O conservadorismo nunca esteve tão presente na França como nessa disputa presidencial, que acontecerá entre 23 de abril e 7 de maio. A cada dia que passa, o Partido Socialista, maior força política do país, perde representatividade, um reflexo da crescente rejeição pelo atual líder François Hollande. Até então favorito a vencer as eleições, François Fillon, do partido Os Republicanos, perdeu apoio nas últimas semanas e dificilmente chegará ao pleito. A campanha do representante conservador afundou após Fillon ter sido ligado a escândalos de corrupção, além de ter sido acusado de criar cargos fantasmas para sua esposa entre 1998 e 2002. Essa reviravolta indica um novo cenário no pleito.

O candidato outsider de centro-direita, Emmanuel Macron, disputa a preferência do eleitor com a candidata de extrema-direita, Marine Le Pen. As últimas pesquisas de intenção de voto indicam que eles estão tecnicamente empatados. “Os escândalos da direita na França terão, sem dúvida, um impacto significativo sobre o resultado da próxima corrida presidencial”, diz o francês Tawfik Jelassi, professor da escola de negócios suíça IMD. “Se Le Pen vencer a eleição, o impacto será enorme no país, na Europa e no mundo. Seu mandato poderia traduzir-se no aumento do protecionismo.”
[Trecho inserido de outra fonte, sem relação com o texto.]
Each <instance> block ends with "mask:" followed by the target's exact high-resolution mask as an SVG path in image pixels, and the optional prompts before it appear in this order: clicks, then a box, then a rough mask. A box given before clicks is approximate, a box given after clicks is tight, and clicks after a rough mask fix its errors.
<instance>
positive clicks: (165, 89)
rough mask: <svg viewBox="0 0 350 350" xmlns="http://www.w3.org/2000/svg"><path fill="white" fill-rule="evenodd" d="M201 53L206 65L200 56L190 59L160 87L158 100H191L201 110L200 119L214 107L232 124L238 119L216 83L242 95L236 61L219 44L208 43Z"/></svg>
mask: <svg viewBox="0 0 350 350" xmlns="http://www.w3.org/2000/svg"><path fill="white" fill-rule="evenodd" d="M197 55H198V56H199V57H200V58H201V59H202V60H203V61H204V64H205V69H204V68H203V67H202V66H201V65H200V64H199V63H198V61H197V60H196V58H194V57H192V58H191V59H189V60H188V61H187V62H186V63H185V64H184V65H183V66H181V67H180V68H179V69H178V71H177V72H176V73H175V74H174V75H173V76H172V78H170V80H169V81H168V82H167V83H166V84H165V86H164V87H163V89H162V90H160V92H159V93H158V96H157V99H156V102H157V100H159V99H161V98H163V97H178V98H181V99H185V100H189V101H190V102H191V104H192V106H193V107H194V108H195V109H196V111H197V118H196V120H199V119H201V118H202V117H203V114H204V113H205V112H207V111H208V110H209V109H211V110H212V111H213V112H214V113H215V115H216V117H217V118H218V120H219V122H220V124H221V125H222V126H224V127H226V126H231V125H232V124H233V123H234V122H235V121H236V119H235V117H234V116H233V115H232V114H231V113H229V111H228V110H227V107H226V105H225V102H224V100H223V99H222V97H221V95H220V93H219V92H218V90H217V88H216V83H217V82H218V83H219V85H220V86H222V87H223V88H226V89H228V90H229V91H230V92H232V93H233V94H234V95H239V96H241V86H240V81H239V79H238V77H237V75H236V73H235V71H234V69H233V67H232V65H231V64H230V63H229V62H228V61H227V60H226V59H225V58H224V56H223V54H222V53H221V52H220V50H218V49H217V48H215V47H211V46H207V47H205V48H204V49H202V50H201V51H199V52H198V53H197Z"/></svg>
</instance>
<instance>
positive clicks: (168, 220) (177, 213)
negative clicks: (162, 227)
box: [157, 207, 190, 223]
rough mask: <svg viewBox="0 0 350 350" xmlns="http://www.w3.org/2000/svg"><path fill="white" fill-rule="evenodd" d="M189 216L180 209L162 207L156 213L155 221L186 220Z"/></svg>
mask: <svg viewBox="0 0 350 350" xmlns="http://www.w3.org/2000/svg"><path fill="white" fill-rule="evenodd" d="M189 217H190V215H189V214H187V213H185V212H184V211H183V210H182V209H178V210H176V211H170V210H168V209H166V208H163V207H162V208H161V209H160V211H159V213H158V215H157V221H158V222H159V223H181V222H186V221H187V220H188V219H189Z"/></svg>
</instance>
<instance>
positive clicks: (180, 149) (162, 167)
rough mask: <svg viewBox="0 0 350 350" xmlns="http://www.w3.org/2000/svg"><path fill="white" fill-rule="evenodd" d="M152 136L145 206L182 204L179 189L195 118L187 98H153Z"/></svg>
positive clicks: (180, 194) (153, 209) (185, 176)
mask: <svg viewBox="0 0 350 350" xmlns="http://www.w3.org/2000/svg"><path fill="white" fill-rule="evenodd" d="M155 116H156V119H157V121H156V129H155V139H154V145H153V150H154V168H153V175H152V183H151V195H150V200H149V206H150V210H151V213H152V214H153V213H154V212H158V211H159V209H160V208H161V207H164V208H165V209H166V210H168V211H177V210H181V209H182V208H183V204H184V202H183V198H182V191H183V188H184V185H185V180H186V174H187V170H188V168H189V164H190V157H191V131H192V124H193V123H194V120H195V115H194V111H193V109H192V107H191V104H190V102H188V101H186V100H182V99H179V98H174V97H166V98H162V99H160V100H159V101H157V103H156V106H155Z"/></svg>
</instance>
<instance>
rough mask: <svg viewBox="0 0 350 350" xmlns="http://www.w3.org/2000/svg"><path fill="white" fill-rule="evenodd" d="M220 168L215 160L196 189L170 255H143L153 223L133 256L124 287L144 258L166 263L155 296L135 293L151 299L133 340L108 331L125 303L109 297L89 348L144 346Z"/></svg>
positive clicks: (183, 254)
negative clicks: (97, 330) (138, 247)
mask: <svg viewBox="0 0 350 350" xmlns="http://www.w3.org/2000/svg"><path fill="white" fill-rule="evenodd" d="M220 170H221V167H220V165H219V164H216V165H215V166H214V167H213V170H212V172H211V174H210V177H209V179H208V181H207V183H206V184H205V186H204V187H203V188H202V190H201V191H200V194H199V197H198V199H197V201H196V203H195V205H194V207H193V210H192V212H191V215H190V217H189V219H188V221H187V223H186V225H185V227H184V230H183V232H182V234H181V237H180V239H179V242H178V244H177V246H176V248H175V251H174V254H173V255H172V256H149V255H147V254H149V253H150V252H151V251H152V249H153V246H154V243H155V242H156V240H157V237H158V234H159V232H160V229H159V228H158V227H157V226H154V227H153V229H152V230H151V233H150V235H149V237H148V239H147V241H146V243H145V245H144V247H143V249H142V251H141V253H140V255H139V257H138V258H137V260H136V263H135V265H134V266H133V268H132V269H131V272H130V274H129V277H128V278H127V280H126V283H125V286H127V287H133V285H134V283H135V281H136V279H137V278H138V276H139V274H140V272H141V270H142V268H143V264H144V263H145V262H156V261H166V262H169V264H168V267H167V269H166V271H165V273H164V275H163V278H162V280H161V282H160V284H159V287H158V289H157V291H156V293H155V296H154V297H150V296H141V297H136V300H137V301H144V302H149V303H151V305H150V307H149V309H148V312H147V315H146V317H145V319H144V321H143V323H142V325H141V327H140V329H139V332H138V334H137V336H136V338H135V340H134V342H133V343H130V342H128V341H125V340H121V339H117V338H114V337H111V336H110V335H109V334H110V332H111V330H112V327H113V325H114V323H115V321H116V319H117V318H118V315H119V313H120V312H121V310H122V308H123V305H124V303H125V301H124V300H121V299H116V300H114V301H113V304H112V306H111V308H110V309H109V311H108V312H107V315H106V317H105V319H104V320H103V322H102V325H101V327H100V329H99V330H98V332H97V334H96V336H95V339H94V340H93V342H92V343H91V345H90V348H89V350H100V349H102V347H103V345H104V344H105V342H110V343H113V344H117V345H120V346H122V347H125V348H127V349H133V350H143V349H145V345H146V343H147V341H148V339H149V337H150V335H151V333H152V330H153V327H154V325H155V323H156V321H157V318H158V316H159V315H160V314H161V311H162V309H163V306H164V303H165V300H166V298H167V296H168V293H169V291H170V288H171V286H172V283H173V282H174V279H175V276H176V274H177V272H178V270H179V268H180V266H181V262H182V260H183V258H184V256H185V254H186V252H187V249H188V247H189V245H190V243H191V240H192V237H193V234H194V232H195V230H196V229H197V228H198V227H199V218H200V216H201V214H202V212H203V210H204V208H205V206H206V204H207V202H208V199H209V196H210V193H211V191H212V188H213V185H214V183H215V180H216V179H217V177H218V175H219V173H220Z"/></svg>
DIN1009-franca2A derrapada da direita com Fillon abriu espaço para os discursos ultraconservadores da advogada e deputada, filha do controverso político Jean-Marie Le Pen. Assim como aconteceu no Reino Unido, a candidata da Frente Nacional propõe um plebiscito para tirar a França da União Europeia, o chamado “Frexit”. Estimativas do Banco Central Francês indicam que a medida traria um custo de € 30 bilhões ao ano para a França, com aumento de desemprego e alta na inflação, além de fuga de investimento e capital. Os conservadores, porém, adorariam ter o seu “Frexit” para expulsar os muçulmanos não nativos do país, assim como criar regras mais rígidas de comércio, a fim de garantir os empregos.

O país, cujo PIB é avaliado em US$ 2,4 trilhões, cresceu 1,1% em 2016, abaixo das projeções de 1,4%. Enquanto isso, o desemprego bate na casa dos 10% e o público jovem tem um peso importante entre os desocupados: uma em cada quatro pessoas com menos de 25 anos não tem emprego. O resultado é a combinação perfeita para impulsionar os discursos xenófobos. “Desde a crise de 2008, a França perdeu muita competitividade, o desemprego ainda está muito alto e o setor público inflado”, diz Renato Galvão Flôres, diretor do Núcleo de Prospecção e Inteligência Internacional da FGV. Porém, uma guinada francesa à extrema direita colocaria em xeque a soberania do bloco comum europeu, além de colocar em risco a estabilidade da economia global.

A França, segunda maior economia da integração, atrás apenas da Alemanha, é peça chave para as decisões comerciais do bloco, embora a retomada de sua economia esteja mais lenta que o previsto. Isso atrasaria ainda mais o desenrolar do acordo entre a UE e o Mercosul, já que a França é o grande entrave, por conta dos produtos agrícolas.“Marine Le Pen causaria uma grande dor de cabeça para a UE, especialmente nessa altura do campeonato, em que o bloco tem que estar unido durante as negociações com o Reino Unido”, diz Maurits Van Rooijen, reitor da London School of Business and Finance (LSBF). “As organizações europeias não conseguem conter o ceticismo entre a população.” Se a economia da zona do euro ainda está fragilizada, marcada pelo processo de saída do Reino Unido, Le Pen pode provocar um estrago de proporções incalculáveis.